Unlike small unmanned aircraft, unmanned aircraft with an operating mass of more than 20 kg are subject to the whole of the UK Aviation regulations (as listed within the UK Air Navigation Order - ANO), although they may be exempted from certain requirements by the CAA. Because of this, any person intending to operate an unmanned aircraft with a mass of more than 20kg within the UK must obtain a specific authorisation, in the form of an exemption from some of the requirements of the ANO before any flight can take place.
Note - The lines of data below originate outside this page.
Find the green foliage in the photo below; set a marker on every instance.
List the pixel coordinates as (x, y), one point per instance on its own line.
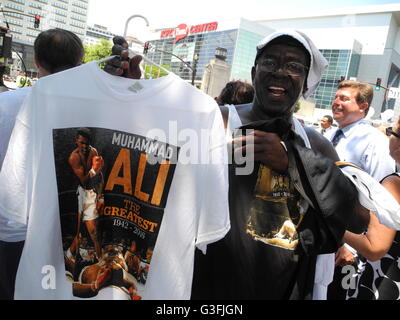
(153, 72)
(98, 51)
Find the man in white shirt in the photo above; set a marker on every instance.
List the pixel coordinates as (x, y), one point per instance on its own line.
(357, 142)
(326, 124)
(55, 50)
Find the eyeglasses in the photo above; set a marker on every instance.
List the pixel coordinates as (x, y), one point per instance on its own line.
(292, 68)
(389, 132)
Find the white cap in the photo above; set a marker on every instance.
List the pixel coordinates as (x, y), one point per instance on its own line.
(318, 62)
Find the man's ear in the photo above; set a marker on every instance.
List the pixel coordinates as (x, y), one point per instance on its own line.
(305, 88)
(364, 106)
(253, 73)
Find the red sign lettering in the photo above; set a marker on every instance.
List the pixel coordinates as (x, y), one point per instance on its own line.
(182, 31)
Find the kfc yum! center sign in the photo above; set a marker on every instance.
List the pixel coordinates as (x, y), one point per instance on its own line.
(183, 30)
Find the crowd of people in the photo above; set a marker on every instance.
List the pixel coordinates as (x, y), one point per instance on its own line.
(298, 222)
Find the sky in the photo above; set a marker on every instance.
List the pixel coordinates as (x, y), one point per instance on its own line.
(113, 14)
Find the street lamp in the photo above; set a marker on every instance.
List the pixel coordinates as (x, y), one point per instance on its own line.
(134, 16)
(194, 70)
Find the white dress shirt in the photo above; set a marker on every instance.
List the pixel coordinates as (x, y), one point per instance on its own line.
(366, 147)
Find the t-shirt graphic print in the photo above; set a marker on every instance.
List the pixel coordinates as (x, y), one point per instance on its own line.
(113, 187)
(275, 210)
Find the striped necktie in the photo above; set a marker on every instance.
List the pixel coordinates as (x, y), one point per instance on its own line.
(336, 138)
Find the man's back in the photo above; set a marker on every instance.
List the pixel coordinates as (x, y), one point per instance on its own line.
(10, 103)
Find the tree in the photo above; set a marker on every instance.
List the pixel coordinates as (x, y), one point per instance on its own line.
(153, 72)
(98, 51)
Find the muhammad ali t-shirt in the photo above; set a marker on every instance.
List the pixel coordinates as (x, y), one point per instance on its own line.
(118, 180)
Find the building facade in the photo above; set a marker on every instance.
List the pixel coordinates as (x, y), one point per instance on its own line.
(95, 33)
(360, 43)
(188, 49)
(20, 15)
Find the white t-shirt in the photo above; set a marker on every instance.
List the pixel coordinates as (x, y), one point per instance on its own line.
(366, 147)
(167, 209)
(10, 103)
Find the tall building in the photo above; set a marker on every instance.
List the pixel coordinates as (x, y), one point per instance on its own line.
(95, 33)
(19, 14)
(179, 47)
(361, 43)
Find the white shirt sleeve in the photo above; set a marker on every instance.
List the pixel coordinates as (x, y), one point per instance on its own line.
(214, 212)
(377, 160)
(16, 179)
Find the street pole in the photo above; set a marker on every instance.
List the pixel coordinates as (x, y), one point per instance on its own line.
(194, 70)
(130, 18)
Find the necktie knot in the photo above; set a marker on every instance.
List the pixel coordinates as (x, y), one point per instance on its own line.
(336, 138)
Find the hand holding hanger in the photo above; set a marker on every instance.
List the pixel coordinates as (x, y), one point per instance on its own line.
(121, 64)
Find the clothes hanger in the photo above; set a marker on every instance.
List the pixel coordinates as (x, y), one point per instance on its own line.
(133, 53)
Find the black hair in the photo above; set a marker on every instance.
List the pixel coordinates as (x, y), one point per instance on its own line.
(57, 50)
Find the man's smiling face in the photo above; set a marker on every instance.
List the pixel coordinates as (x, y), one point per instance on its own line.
(279, 77)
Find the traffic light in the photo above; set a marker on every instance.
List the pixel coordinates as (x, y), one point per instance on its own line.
(146, 48)
(378, 84)
(37, 21)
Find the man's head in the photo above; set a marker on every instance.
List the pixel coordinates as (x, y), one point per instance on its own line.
(287, 66)
(326, 121)
(352, 102)
(57, 50)
(83, 140)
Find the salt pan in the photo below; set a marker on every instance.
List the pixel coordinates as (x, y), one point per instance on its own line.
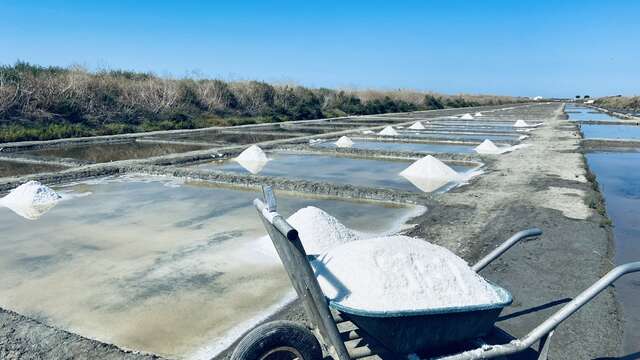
(488, 147)
(522, 123)
(253, 159)
(388, 131)
(30, 200)
(417, 126)
(344, 141)
(399, 273)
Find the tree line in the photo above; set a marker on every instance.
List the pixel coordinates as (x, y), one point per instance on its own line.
(40, 103)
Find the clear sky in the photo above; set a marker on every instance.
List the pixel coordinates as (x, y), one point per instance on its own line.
(517, 47)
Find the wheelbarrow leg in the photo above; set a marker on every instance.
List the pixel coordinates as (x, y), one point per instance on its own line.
(543, 349)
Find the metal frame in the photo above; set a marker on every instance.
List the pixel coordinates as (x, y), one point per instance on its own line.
(294, 258)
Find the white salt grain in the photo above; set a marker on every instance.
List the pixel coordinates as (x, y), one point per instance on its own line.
(388, 131)
(253, 159)
(417, 126)
(344, 141)
(320, 231)
(30, 200)
(399, 273)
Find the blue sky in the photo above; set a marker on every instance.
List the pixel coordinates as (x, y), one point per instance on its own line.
(549, 48)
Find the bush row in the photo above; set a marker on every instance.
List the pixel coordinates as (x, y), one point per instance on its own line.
(38, 103)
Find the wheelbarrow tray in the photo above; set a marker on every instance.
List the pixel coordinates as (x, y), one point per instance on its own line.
(414, 331)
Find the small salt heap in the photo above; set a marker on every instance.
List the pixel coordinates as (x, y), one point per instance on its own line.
(429, 174)
(388, 131)
(253, 159)
(488, 147)
(30, 200)
(320, 231)
(400, 273)
(417, 126)
(522, 123)
(344, 141)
In most cases, an application, along with an appropriate safety case, must be made directly to the CAA. For Large Model Aircraft however (by which we mean those built and used purely for recreational purposes), the Large Model Association (LMA) conducts the initial technical inspection and assessment on our behalf and should be your first point of call.Due to the greater size and/or capability of the aircraft concerned, there are likely to be additional airspace aspects to be considered, such as the need for segregated airspace (unless the operation is only intended to be within VLOS).
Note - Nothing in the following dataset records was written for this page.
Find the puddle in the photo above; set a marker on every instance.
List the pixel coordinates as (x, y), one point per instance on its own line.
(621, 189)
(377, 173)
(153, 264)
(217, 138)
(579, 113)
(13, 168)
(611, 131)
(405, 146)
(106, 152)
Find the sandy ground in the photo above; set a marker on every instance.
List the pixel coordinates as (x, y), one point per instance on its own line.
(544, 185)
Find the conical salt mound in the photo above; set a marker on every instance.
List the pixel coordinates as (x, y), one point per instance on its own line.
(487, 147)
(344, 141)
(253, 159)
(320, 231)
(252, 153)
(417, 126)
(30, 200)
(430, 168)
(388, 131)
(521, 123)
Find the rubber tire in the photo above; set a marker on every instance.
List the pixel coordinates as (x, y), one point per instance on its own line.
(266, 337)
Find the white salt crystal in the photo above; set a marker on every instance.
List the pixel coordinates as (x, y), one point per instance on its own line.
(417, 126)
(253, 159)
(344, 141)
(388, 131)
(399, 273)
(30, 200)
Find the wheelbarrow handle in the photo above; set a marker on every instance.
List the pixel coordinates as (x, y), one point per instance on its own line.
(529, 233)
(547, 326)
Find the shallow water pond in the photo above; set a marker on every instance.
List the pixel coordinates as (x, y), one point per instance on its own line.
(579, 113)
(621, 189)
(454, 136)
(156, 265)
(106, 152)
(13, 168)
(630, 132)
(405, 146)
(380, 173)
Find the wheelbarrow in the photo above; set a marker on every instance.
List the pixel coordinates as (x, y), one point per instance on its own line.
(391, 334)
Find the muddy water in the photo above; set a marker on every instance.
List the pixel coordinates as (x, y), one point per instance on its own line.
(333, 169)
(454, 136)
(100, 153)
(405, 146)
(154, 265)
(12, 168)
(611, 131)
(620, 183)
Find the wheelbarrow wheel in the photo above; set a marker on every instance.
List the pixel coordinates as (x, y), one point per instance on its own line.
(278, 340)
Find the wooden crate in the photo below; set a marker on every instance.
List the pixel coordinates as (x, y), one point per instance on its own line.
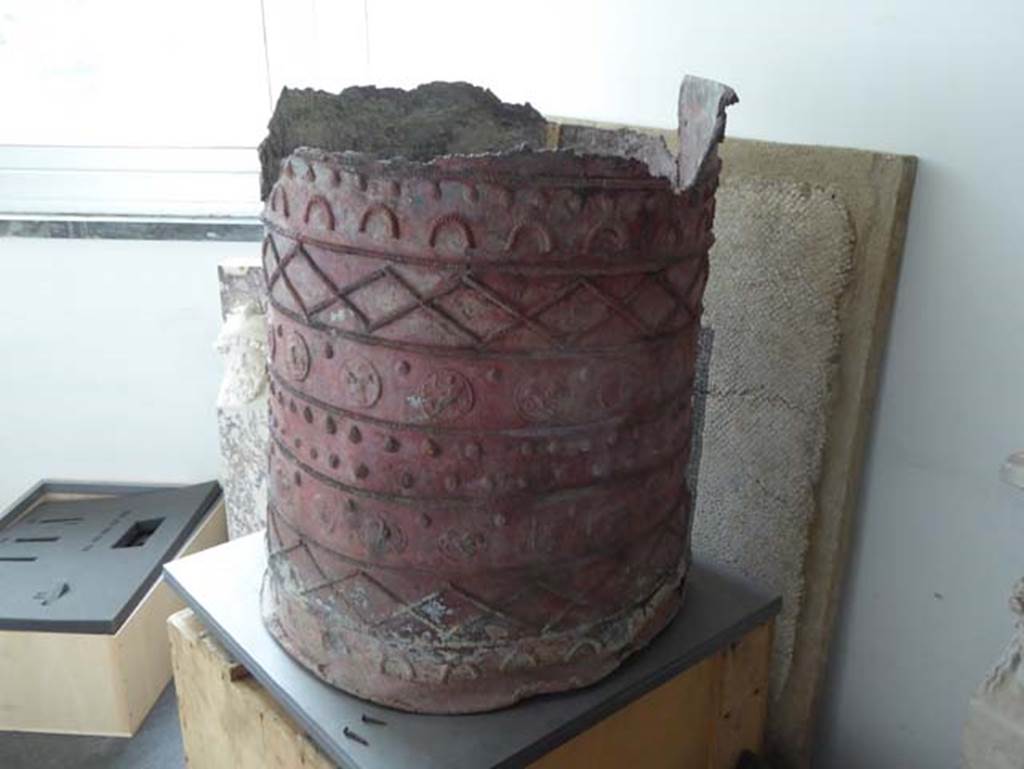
(81, 683)
(701, 719)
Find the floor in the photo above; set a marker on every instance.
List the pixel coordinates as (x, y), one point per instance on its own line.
(156, 745)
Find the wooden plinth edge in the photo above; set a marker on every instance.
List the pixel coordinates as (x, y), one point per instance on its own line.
(702, 719)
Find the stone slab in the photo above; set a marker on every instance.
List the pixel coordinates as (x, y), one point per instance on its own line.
(824, 195)
(222, 587)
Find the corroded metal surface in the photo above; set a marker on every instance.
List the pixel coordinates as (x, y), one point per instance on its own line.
(480, 379)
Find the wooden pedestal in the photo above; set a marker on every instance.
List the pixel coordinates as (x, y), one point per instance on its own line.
(704, 718)
(93, 683)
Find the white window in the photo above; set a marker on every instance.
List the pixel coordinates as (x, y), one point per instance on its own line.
(144, 108)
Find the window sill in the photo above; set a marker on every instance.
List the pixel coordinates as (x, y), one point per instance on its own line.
(217, 229)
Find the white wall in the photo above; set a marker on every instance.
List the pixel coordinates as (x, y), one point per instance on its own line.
(939, 540)
(107, 361)
(107, 369)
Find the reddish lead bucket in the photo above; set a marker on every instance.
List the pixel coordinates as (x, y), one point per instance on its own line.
(480, 373)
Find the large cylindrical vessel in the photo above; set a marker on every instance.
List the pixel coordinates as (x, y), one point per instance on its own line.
(480, 415)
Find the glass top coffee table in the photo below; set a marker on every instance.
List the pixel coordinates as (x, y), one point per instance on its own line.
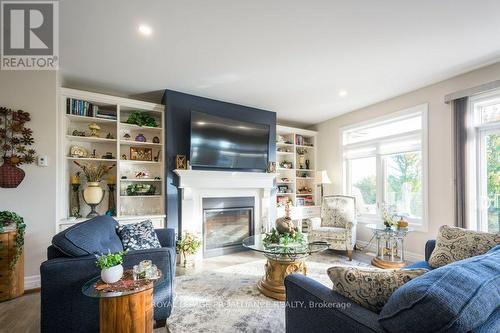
(390, 246)
(282, 260)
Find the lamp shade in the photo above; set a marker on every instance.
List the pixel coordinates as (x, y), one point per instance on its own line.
(322, 177)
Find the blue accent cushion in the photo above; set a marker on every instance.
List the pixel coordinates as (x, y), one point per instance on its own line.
(420, 264)
(458, 297)
(138, 236)
(94, 236)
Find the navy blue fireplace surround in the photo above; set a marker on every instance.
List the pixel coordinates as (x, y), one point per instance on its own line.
(178, 124)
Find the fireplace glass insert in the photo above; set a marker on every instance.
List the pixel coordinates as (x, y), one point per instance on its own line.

If you are considering operating a UAS with a mass of greater that 20kg within UK airspace, full details and requirements are contained within our UAS guidance document CAP 722. As with the requirements for smaller UAS, the
application will need to be accompanied by an Operating Safety Case (OSC),
which should demonstrate to us your reasoning as to why the intended operation
is safe enough.
Please note that the UK
CAA is not currently accepting the SORA methodology as a risk assessment means
to obtain an authorisation to operate an Unmanned Aircraft System. This is
because the SORA is still under internal consultation within JARUS and has not
been published for public use. EASA has also stated that the SORA in its
current form is not be used to conduct operational risk assessments, as it is
still under review. The SORA will only be accepted as a methodology once it has
been accepted and adopted by EASA within the EU framework, as an acceptable
means of compliance.
operators wishing to obtain an authorisation should refer to CAP 722 Appendix D
for the risk assessment methodology which is acceptable to the CAA. Should an
applicant chose a different methodology, then a robust and reasoned rationale
must also be providedFor large model aircraft (ie. those being made and flown purely for recreational purposes) see CAP 658.
In some cases,
the CAA may publish one or more ‘General Exemptions’ which authorise certain
types of larger UAS operations to be undertaken, under specifically defined
circumstances, without the need to make a full application to the CAA. Details of General Exemptions are published
in the Official Record Series 4
section of the CAA’s website.
Please follow the information provided in our
guidance on how to apply and
submit your application. Details
of where to send the application are contained in the SRG 1320 application form.
Applications must also include the
appropriate payment as well as full details of the requested operation (in the
form of an operations manual) and the Operating Safety Case.
Our charges for an exemption under article 266 of the ANO are listed within the CAA Scheme of Charges for General Aviation.